The above Q-Q plot shows some substantial deviation overall near the far right upper tail of the reference line, showing the residuals aren’t normally distributed for the most part. The right tail of the line suggests the inclusion of “outliers” and/or that the response variable may be skewed. Based on this, the model may contain a moderate to more severe violation of the normality assumption.
For the Residuals vs BPM plot, the residuals are scattered around the zero line with no noticeable trend, so we can make the assumption that this is rather linear. On the other hand, some residuals reach up to roughly 15 or a bit higher, and go to about -2 to -3 on the lower end, which could suggest the errors are more right-skewed rather than more distributed around zero. This could be a bit concerning regarding homoscedasticity and normality, and future transformation of weeks_at_number_one could be beneficial. For the Residuals vs Danceability plot, similar to that of the Residuals vs BPM plot, the residuals scatter around zero, and suggests linearity pretty well. Also, the range of values from ~ -2 to ~15 is present here as well, and raises similar concerns about normality and homoscedasticity with a more right-skewed upper tail. For danceability, unlike the bpm plot, the overall spread doesn’t widen, so there’s a bit less of a variance problem here.
For the correlation heatmap, all predictor pair correlations are within the range 0.0 to 0.3, showing that the predictors are pretty much independent of each other, multicollinearity isn’t a concern in this instance, and that the overall correlation between them is weak or nearly non-existent.
Lastly, the Cook’s distance plot above shows multiple observations that exceed the usual threshold, indicating that some of the data points may have a disproportionate influence on the new regression model. Most of the observations have a lower influence, but these larger values suggest that the regression model might be sensitive to specific number one songs present in this Billboard Hot 100 Number Ones dataset.

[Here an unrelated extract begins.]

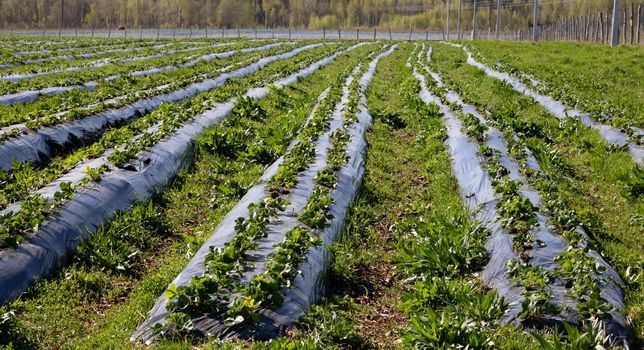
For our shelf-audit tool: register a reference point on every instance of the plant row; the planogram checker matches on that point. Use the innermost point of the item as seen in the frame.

All in all, the new regression model for this week suggests multiple violations of key assumptions, for example, non-linearity, heteroscedasticity, and non-normal residuals, as well as a few potentially influential observations. Also, the model has a rather low explanatory power, again with an R2 of roughly 2.4%, which may suggest that the terms included in this specific model don’t meaningfully explain variation in the weeks at number one variable, besides the explicit term which was the only one that was statistically significant. That said, reiterating what was said previously in the regression model summary statistic evaluation section, the overall model is simply weaker. Based on the results from this model, there are more than likely absent terms that are better predictors than we have currently, and we can test for this in the future potentially. For example, future analyses could explore different terms or apply transformations, like we’ll be learning about in weeks 10 and 11, in order to improve model fit and improve regression assumptions.